SURYA.co.id - Publik kembali mempertanyakan netralitas hukum di Indonesia.
Kali ini, sorotan tajam tertuju pada penanganan kasus yang menjerat dua tokoh nasional, Hasto Kristiyanto dan Thomas Trikasih Lembong.
Banyak yang menyebut ada aroma politisasi hukum, terutama karena keduanya dikenal vokal terhadap kekuasaan.
Feri Amsari, pakar hukum tata negara dari Universitas Andalas, memberikan pandangan kritis mengenai polemik ini.
Dalam sebuah diskusi publik di Kompas Petang (Sabtu, 2 Agustus 2025), Feri menyebut wajar jika publik mengendus kepentingan politik di balik proses hukum yang berlangsung.
Ia menyoroti bahwa amnesti dan abolisi adalah hak prerogatif presiden yang rawan ditarik-tarik ke ranah politis.

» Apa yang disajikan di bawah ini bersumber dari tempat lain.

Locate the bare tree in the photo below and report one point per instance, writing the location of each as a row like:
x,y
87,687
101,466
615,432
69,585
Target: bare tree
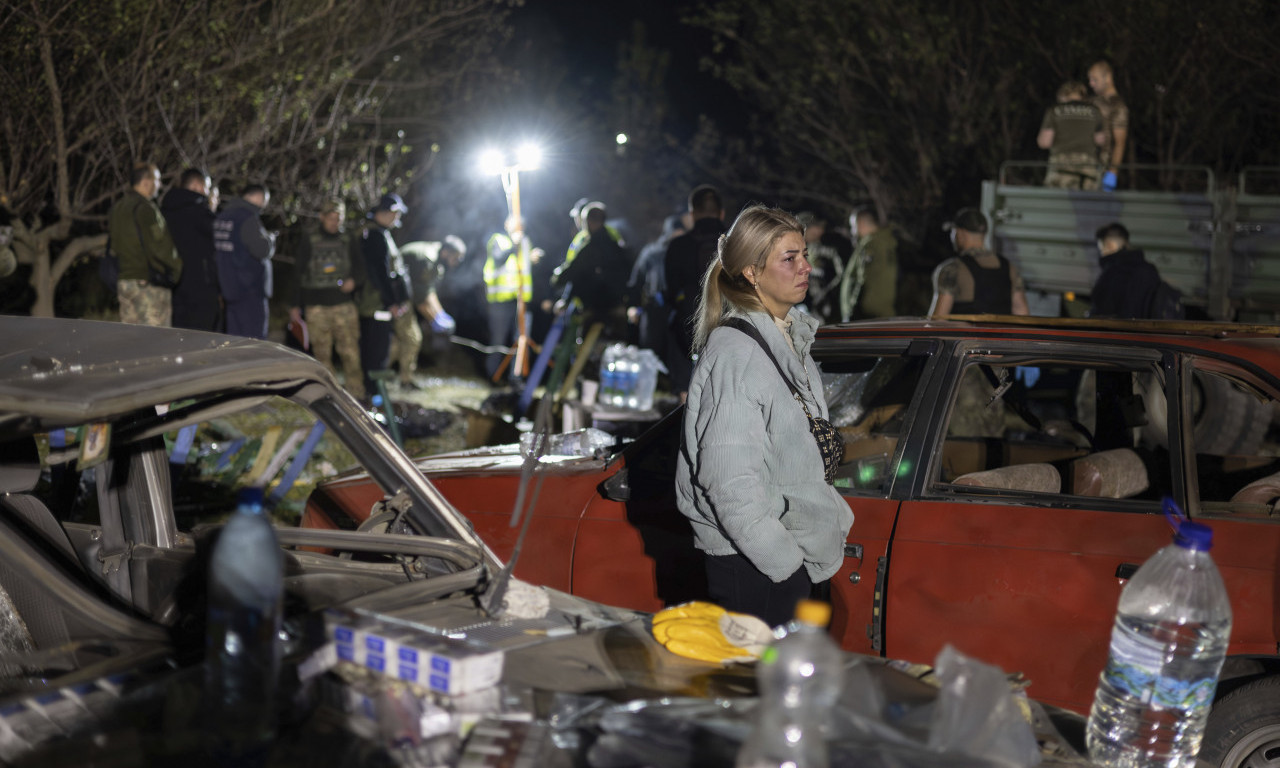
x,y
311,96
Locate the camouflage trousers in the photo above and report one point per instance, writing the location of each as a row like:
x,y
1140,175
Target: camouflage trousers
x,y
144,304
1073,172
337,328
406,343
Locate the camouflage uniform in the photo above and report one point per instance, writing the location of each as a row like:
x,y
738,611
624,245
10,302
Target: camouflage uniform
x,y
140,238
1115,114
337,329
144,304
406,343
1073,160
325,263
869,286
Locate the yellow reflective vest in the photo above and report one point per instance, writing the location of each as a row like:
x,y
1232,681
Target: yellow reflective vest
x,y
502,282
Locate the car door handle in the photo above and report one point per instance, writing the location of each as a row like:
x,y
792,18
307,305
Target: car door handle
x,y
1127,570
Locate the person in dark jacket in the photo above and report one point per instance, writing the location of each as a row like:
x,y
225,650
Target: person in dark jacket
x,y
186,208
387,301
149,264
977,280
245,248
685,264
597,278
648,279
1128,283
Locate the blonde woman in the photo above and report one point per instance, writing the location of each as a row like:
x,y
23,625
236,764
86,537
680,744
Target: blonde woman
x,y
757,455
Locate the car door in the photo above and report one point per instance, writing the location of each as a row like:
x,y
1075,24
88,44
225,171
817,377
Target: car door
x,y
874,391
1038,492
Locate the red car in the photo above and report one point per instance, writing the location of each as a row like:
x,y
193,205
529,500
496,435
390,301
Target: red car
x,y
1006,478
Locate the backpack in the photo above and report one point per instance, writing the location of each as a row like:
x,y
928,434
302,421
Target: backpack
x,y
1166,304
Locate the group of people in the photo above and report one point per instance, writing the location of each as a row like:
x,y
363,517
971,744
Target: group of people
x,y
196,260
201,263
725,305
1086,137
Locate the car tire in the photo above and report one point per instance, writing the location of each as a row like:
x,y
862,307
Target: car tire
x,y
1243,727
1228,421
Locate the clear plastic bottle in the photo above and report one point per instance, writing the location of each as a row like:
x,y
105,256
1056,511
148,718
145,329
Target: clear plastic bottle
x,y
609,375
1168,647
242,648
647,378
631,376
800,676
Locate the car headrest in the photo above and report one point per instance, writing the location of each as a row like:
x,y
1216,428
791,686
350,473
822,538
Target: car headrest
x,y
1041,478
19,466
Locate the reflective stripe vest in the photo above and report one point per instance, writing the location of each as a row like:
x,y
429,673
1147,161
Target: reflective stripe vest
x,y
502,280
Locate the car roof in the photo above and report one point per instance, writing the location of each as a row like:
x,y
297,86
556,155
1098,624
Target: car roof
x,y
81,369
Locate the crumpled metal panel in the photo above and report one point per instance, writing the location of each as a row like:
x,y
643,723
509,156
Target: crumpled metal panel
x,y
14,635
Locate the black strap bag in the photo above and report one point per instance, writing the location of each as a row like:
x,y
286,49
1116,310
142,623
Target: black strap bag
x,y
831,446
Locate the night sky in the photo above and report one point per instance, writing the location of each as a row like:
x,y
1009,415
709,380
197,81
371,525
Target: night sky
x,y
566,55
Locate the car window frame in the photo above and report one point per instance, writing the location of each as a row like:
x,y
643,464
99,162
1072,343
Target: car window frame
x,y
1070,352
901,481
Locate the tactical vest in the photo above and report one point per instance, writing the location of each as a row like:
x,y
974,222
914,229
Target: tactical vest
x,y
503,282
330,261
992,288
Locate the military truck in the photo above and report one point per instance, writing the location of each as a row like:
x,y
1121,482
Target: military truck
x,y
1217,243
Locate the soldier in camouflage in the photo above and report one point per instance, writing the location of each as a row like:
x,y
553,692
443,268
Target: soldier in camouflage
x,y
328,275
385,302
1115,117
1073,131
149,261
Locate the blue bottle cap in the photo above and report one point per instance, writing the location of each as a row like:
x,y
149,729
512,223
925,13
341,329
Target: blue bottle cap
x,y
1193,535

Baca juga: Rekam Jejak Ray Rangkuti yang Tepat Prediksi Hasto Kristiyanto Tak Lagi Jabat Sekjen PDIP
Terlebih, pemberian amnesti biasanya terjadi dalam konteks pemberontakan atau pelanggaran berat terhadap negara.

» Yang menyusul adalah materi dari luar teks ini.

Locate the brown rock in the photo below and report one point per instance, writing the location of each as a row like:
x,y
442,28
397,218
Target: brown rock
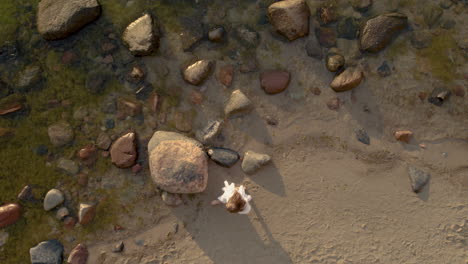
x,y
274,81
290,18
326,36
347,80
197,72
9,214
403,135
377,32
128,107
79,255
86,213
225,75
123,151
334,104
88,155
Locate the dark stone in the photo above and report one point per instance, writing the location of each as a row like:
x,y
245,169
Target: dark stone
x,y
347,28
110,123
224,157
362,136
313,49
384,70
439,96
47,252
418,178
326,36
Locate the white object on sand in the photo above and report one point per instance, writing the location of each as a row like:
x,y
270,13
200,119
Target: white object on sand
x,y
229,190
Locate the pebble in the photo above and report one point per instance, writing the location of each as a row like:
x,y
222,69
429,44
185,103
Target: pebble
x,y
178,164
403,135
60,133
224,157
361,136
210,132
216,34
225,75
26,194
78,255
438,96
62,213
123,151
274,81
103,141
326,36
418,178
47,252
334,103
140,36
171,199
290,18
58,19
119,247
384,70
347,80
253,161
238,103
9,214
68,166
377,32
53,199
86,213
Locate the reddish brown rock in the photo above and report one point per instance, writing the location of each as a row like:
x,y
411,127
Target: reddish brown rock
x,y
79,255
225,75
86,213
403,135
274,81
9,214
290,18
347,80
88,155
123,151
334,104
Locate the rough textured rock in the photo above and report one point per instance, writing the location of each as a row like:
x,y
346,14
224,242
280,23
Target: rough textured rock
x,y
68,166
47,252
210,132
418,178
377,32
253,161
290,18
274,81
58,19
86,213
238,103
171,199
347,80
403,135
9,214
123,151
60,133
224,157
78,255
225,75
53,199
140,36
197,72
177,164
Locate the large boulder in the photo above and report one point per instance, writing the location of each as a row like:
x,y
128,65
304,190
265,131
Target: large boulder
x,y
140,36
57,19
177,163
290,18
47,252
377,32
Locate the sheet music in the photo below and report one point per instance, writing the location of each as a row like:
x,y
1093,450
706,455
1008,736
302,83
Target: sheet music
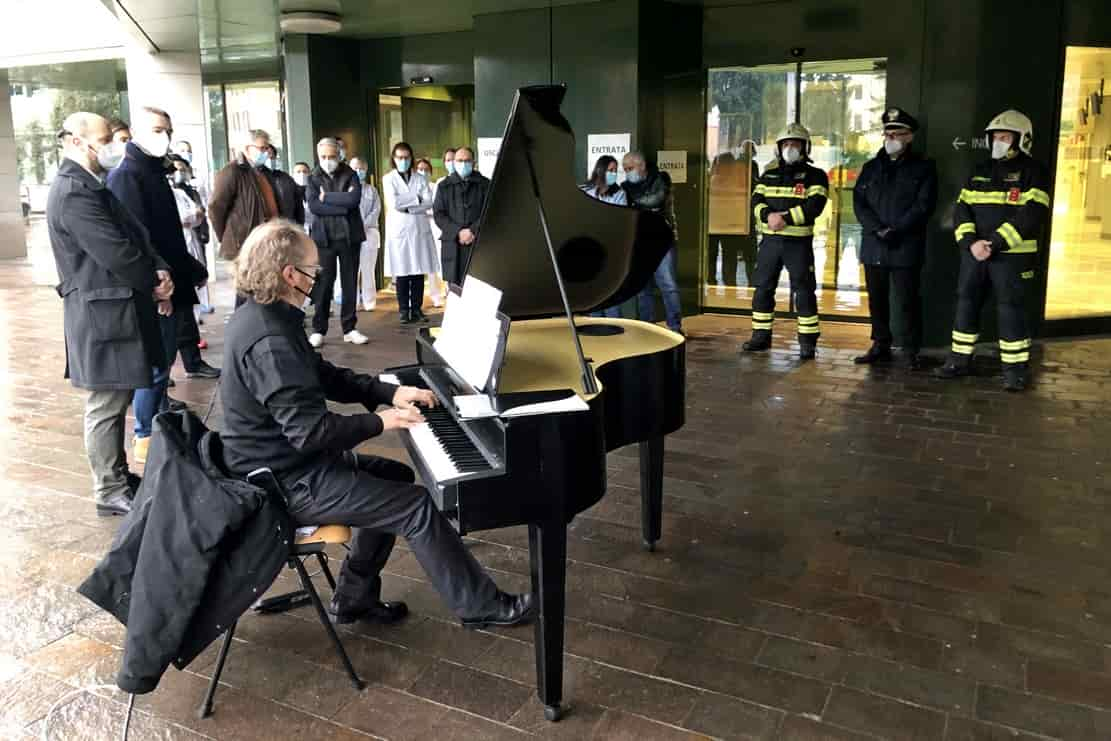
x,y
469,336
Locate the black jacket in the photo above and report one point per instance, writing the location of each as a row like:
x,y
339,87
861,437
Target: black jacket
x,y
274,390
140,183
899,194
343,193
653,193
290,196
107,268
196,551
799,190
1004,201
458,204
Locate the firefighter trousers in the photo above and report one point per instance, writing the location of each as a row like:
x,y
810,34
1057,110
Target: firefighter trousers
x,y
1010,278
797,254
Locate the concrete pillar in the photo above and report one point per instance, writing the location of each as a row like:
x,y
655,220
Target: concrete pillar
x,y
12,231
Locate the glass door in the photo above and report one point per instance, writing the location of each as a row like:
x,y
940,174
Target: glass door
x,y
1079,280
841,103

Ketika pengampunan diberikan pada tokoh yang justru kritis terhadap kekuasaan, kecurigaan pun mencuat.
Di sinilah titik silang antara hukum dan politik kembali menjadi sorotan publik.

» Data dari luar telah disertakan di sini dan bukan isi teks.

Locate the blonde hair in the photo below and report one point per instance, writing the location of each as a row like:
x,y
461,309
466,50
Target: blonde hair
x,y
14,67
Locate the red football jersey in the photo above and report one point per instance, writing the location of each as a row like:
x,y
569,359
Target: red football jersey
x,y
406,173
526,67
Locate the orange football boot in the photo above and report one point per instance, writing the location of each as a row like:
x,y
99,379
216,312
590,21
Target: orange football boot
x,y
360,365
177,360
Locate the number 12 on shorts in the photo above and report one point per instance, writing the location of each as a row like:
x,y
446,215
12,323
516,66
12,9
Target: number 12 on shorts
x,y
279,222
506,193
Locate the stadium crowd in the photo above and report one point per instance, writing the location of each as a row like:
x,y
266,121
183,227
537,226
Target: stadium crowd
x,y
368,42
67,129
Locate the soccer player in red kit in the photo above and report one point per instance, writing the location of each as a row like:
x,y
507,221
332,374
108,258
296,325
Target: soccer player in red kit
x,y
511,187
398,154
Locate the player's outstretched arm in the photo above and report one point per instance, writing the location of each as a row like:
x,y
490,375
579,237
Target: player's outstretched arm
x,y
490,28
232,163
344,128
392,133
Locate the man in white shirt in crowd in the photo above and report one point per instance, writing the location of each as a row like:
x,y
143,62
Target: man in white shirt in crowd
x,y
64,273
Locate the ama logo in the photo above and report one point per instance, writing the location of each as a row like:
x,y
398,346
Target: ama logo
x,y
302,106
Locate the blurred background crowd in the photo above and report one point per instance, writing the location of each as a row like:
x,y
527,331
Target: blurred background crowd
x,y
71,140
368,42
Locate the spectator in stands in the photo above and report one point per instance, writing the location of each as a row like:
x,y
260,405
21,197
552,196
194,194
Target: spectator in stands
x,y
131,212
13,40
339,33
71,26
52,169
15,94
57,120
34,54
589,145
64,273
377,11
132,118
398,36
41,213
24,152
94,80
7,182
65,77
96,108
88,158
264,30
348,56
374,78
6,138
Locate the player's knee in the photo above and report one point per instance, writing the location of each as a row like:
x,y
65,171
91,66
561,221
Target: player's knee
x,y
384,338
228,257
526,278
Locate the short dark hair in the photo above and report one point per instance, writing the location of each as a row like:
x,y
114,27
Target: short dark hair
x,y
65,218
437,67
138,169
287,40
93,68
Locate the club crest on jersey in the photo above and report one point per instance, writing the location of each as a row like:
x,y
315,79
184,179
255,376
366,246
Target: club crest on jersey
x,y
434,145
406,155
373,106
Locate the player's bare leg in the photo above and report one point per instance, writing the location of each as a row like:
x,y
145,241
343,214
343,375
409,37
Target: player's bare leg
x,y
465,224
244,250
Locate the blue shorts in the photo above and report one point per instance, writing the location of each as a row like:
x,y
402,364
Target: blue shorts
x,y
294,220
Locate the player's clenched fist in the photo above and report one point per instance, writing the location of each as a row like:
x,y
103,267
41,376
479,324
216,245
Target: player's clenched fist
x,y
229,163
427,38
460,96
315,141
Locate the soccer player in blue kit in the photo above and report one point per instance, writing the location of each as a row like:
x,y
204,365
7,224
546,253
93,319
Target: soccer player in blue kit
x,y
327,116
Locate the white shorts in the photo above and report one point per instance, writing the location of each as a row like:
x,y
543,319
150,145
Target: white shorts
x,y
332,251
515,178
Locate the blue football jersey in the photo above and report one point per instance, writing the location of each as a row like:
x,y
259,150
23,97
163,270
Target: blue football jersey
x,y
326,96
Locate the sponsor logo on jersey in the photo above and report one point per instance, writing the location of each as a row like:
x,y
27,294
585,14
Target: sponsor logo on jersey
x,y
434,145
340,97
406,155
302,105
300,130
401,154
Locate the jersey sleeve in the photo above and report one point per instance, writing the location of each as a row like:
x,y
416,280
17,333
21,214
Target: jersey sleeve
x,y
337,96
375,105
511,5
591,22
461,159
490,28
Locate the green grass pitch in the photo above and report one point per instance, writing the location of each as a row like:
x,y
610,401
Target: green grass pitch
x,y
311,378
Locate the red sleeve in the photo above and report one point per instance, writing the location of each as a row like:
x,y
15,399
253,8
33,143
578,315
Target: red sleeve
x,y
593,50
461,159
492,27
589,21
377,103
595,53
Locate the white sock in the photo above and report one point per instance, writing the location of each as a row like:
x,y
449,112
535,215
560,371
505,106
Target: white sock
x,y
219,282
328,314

Menurut Feri, sejarah Indonesia mengenal amnesti dan abolisi sebagai bagian dari mekanisme pengampunan negara.
Biasanya, kebijakan tersebut menyasar mereka yang dianggap melakukan tindakan makar, kudeta, atau kejahatan luar biasa terhadap negara.
Namun dalam kasus ini, konteksnya berbeda.
Hasto, misalnya, dikenal sebagai tokoh politik yang kerap bersuara kritis terhadap kebijakan pemerintahan sebelumnya.
Baca juga: 2 Tokoh Eks KPK yang Nyinyiri Kebijakan Prabowo Beri Amnesti Hasto Kristiyanto, Ada Novel Baswedan
Begitu pula Tom Lembong, yang tengah mengajukan banding atas putusan hukum yang dinilainya janggal.
"Publik wajar curiga, sebab ini soal prerogatif presiden yang bisa ditarik ke wilayah politik. Tapi justru karena itu, kita bertanya: kalau pelakunya adalah presiden sendiri, kenapa harus memberi amnesti? Logikanya tidak nyambung," ujar Feri.